>>11428128>>11428210This is incorrect. While it's true that tariffs apply to per unit costs a port, you fail to account for every other margin aspect of running a toy production business.
R & D cost (sculpting, protos, etc)
Mold Cost (expensive steel molds)
Logistics Cost (Packaging, shipping, marketing, etc)
Salary ($ for people who made the toys/run the business to be able to live)
AND THEN Unit Costs (What toys cost per unit from the factory- this is what winds up getting tariffed)
Now you may think that because only the per unit cost is getting tariffed nothing else needs to increase. This does not account for necessary margins to cover all of these costs listed above.
For mass market retail toys, things are a bit different than small business toy makers who operate largely on DTC sales or minor online retailer support.
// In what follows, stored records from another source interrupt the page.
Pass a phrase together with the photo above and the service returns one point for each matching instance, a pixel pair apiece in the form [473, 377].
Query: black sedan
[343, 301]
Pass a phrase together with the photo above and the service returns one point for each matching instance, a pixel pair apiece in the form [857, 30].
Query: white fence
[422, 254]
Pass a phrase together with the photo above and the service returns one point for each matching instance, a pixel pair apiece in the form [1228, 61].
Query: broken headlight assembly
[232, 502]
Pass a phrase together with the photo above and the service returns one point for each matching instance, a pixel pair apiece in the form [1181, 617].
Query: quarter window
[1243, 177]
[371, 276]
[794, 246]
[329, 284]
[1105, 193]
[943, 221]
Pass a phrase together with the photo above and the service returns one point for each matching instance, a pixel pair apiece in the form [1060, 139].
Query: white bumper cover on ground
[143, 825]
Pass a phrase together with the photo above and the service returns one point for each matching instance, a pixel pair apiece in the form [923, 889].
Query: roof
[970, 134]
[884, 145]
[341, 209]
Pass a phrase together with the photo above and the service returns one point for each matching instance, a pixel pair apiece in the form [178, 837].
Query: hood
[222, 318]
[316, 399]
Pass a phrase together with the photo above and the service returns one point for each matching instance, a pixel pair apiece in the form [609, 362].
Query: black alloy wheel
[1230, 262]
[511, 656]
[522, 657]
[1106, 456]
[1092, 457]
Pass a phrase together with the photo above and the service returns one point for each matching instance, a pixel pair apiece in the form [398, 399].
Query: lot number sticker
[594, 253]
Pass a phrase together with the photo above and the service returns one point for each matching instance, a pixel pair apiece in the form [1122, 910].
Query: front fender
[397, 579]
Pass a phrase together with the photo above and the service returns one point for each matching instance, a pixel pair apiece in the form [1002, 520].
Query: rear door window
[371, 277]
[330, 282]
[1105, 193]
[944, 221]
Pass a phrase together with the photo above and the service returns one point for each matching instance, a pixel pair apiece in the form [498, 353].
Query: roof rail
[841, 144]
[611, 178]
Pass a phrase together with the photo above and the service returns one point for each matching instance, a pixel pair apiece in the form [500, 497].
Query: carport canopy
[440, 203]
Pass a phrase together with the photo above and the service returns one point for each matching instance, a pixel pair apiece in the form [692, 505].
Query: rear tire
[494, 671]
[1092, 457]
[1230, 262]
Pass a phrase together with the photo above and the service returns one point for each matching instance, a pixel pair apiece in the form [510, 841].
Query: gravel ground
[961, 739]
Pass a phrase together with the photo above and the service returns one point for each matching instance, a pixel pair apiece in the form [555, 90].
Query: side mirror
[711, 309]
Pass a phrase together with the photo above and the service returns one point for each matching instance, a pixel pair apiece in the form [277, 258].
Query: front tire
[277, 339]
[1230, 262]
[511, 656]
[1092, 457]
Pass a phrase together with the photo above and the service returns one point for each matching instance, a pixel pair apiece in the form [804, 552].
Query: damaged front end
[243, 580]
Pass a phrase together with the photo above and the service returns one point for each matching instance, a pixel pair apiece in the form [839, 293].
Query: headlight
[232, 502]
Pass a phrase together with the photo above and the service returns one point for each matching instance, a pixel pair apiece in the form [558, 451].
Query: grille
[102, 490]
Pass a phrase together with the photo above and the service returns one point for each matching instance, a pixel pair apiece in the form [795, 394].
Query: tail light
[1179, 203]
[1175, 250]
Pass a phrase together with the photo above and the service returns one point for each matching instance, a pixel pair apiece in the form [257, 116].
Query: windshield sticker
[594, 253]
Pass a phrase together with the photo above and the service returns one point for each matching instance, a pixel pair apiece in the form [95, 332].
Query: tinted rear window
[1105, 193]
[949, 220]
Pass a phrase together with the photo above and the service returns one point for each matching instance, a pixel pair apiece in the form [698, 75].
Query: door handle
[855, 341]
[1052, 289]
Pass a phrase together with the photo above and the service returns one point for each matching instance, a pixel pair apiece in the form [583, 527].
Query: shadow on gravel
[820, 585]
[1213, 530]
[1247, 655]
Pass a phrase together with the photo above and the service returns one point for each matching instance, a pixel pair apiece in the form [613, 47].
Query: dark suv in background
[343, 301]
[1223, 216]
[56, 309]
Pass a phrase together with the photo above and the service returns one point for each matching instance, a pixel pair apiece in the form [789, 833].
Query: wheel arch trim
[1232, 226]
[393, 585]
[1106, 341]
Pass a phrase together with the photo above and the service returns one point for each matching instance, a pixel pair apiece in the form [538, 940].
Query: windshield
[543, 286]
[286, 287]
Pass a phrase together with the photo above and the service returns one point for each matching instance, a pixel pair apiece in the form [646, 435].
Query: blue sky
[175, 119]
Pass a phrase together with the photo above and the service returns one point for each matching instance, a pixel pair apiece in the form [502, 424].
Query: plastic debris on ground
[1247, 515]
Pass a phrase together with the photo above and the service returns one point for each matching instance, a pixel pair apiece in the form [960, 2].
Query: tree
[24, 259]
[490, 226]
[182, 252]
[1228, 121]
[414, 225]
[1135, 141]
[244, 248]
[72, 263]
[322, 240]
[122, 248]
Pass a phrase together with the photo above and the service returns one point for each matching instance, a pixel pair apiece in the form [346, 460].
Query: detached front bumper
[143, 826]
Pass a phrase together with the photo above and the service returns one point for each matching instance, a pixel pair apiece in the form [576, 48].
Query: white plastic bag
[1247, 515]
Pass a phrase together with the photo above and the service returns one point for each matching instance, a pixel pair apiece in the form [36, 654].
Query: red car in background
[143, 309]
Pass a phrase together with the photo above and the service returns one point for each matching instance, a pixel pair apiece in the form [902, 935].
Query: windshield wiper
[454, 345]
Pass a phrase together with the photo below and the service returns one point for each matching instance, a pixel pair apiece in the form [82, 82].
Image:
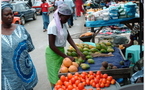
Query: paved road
[40, 42]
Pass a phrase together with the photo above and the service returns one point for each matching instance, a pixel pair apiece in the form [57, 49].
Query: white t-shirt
[59, 2]
[52, 29]
[70, 3]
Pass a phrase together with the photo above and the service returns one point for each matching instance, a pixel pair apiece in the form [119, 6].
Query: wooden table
[129, 22]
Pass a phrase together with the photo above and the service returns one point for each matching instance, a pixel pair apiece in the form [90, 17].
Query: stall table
[122, 72]
[129, 22]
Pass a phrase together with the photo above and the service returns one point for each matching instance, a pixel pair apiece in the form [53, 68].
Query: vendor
[134, 36]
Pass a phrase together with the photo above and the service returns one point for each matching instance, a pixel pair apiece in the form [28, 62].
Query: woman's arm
[75, 47]
[55, 49]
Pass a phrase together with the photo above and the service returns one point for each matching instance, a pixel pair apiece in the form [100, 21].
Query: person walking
[58, 35]
[17, 69]
[71, 5]
[57, 3]
[45, 14]
[79, 9]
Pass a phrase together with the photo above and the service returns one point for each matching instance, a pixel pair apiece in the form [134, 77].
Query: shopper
[57, 3]
[18, 71]
[79, 9]
[71, 5]
[45, 14]
[57, 37]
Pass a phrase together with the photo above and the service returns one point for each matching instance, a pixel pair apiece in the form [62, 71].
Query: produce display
[106, 65]
[114, 11]
[86, 34]
[68, 66]
[79, 81]
[89, 51]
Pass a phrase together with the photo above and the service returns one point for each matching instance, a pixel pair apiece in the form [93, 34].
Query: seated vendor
[134, 36]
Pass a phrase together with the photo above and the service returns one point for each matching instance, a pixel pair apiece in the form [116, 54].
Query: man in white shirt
[57, 3]
[71, 5]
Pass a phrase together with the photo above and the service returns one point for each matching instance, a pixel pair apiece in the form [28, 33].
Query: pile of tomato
[78, 81]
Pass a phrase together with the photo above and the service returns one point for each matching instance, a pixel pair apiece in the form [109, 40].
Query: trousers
[45, 18]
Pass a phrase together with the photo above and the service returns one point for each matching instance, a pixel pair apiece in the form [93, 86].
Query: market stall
[95, 56]
[114, 15]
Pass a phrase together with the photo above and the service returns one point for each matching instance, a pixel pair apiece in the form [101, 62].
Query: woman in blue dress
[18, 71]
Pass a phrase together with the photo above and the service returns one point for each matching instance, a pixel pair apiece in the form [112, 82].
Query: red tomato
[105, 75]
[76, 74]
[87, 82]
[60, 89]
[69, 87]
[84, 73]
[72, 80]
[98, 76]
[62, 78]
[107, 85]
[66, 79]
[109, 78]
[80, 86]
[83, 76]
[91, 72]
[57, 87]
[59, 82]
[103, 80]
[90, 89]
[108, 82]
[94, 84]
[97, 85]
[113, 81]
[98, 88]
[77, 82]
[98, 72]
[69, 75]
[96, 80]
[102, 85]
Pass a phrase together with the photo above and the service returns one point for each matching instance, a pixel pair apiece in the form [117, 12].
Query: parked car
[24, 11]
[37, 4]
[16, 20]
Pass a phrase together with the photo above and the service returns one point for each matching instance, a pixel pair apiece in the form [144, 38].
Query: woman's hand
[71, 58]
[80, 54]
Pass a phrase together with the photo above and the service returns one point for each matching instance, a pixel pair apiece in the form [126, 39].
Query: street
[39, 38]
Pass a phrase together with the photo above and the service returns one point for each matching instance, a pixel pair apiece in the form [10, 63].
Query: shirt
[70, 3]
[59, 2]
[18, 71]
[44, 7]
[52, 29]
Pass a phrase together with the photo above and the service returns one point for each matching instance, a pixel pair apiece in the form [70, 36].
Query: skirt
[53, 63]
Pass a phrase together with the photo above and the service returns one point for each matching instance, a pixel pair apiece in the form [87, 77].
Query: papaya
[85, 66]
[90, 61]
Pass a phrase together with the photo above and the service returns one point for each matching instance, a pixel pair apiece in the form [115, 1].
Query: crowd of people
[18, 71]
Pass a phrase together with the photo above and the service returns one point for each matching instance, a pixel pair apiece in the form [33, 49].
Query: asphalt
[40, 42]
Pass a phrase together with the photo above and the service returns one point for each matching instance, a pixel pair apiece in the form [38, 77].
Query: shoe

But the concept is the same.
You need to raise the price to cover the margin difference. The margins cover all manner of error and all possible expenses and costs. At major retail it accounts for things like unsold merchandise and constant sale and clearance prices.
$50 retail toy
$26 for toy company, $24 for Target
Of the $26, $10 will be unit and packaging cost and $16 will be all other costs (including profit for salary but also things like molds)
So the $10 becomes more like $13-14 with 30% tariff.
So why can't the toy just be sold at $54 from the store to cover this extra $3?
Because it bumps everything else. It's all margin based on not just direct costs but the risk of those costs vs any potential profit. If any one part of the base costs increase, everything else must follow.